I will always remember a comment that one of my MFA advisors wrote on a short story I’d sent her. She highlighted a line and wrote, “This sounds like it’s supposed to have some subtextual meaning, but I can’t figure out what it is.”
I reread the line and was embarrassed to discover that there was no subtext. I just thought the line sounded cool. It had that resonant sound that certain lines get, where they echo as if they’re layered in meaning. But in this case, there was no meaning, and I deleted the line.
If you’re reading something and you get the feeling that it has important things to say about the world, and yet, the more you try to straighten out what it’s actually saying and how the surface level of the plot lines up with the subtext, the more confused you get—that’s theme salad.

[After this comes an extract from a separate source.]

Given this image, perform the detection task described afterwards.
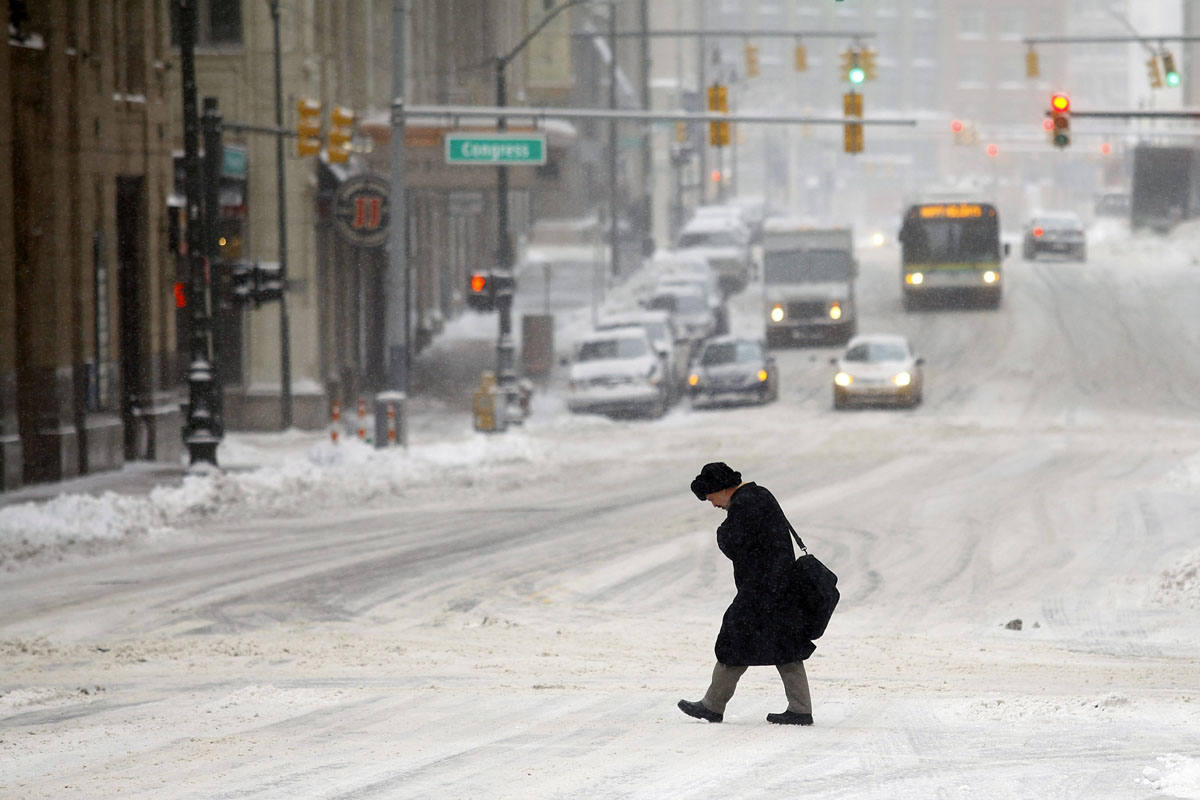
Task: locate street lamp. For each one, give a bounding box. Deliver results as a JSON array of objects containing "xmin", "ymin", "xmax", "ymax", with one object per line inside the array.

Luckily, you can straighten this out pretty quickly in your own writing by 1) thinking about your themes, and 2) asking readers to tell you what themes they’re seeing in your work. If the themes your readers are calling out differ wildly from the themes you meant to get across, trust your readers.
I’m sure I could come up with another sixteen entries to this list, if I read another bad book or two. But this should be enough to get us started.
Have you noticed any recurring craft issues in published books? Do you violently disagree with any of the craft issues I called out? The comments are open, and my skin is thick.
(No, I will not identify the bad novel that prompted this post.)
(Yes, I realize that all of this can later be used against me when my novel comes out, and I hope you will take great pleasure in pointing to certain passages and saying: “Theme salad! Hypocrite!!”)
To be fair, some reviewers do this. Sean deLone talks about the “random sentence level critique” in his very good post on book review culture.


My TOP 3 pet peeves with published novels are:
1. stage direction: the writing feels like adapted screenplay, where we follow every single move and action of every character. I think it's excessive exposure to visual media (movies, shows, short form videos) that leads authors to believe the reader can't fill in the gaps (e.g., figure out that characters took the elevator to the rooftop restaurant, so in order to fill the time, characters engage in meaningless chitchat for the duration of the elevator ride. It really happens in published novels and it drives me up the wall. So many wasted words.)
2. the 5-senses mandate: making sure the reader gets all possible sensory information for every single scene. As if the author read the manual which told them to engage the reader's senses and forgot the most important sense: common sense. Having an array of visuals, sounds, smells, tastes, and tactile sensations thrown at the reader on every other page leads to a literal sensory overload, where nothing sticks out. Instead, pick one or two senses that matter and let's get now with the scene.
3. loose scene work: this is probably my biggest pet peeve. I remember reading a runaway bestseller and counting how many times the dialogue in a scene ended with "'OK,' I said." or "'See you tomorrow,' she said." Almost every single scene started with an unnecessary warm-up and ended with even more superfluous wrap-up. It's as if some authors forgot the golden rule of scene work: "start late, leave early." The reader doesn't need all the greetings and all the goodbyes to know the scene has started and ended.
I recently watched a lot of donna tartt interviews. One of the main things i came away with was how wild it is that she takes ten plus years to write a book. Ten years! Not only are authors/writers these days pressured to write a book in a two year turnaround, but they also are expected to have a “day job” that supports them, oh and also, gain a social media following.
It seems impossible because it is. To craft a beautiful book takes time and attention.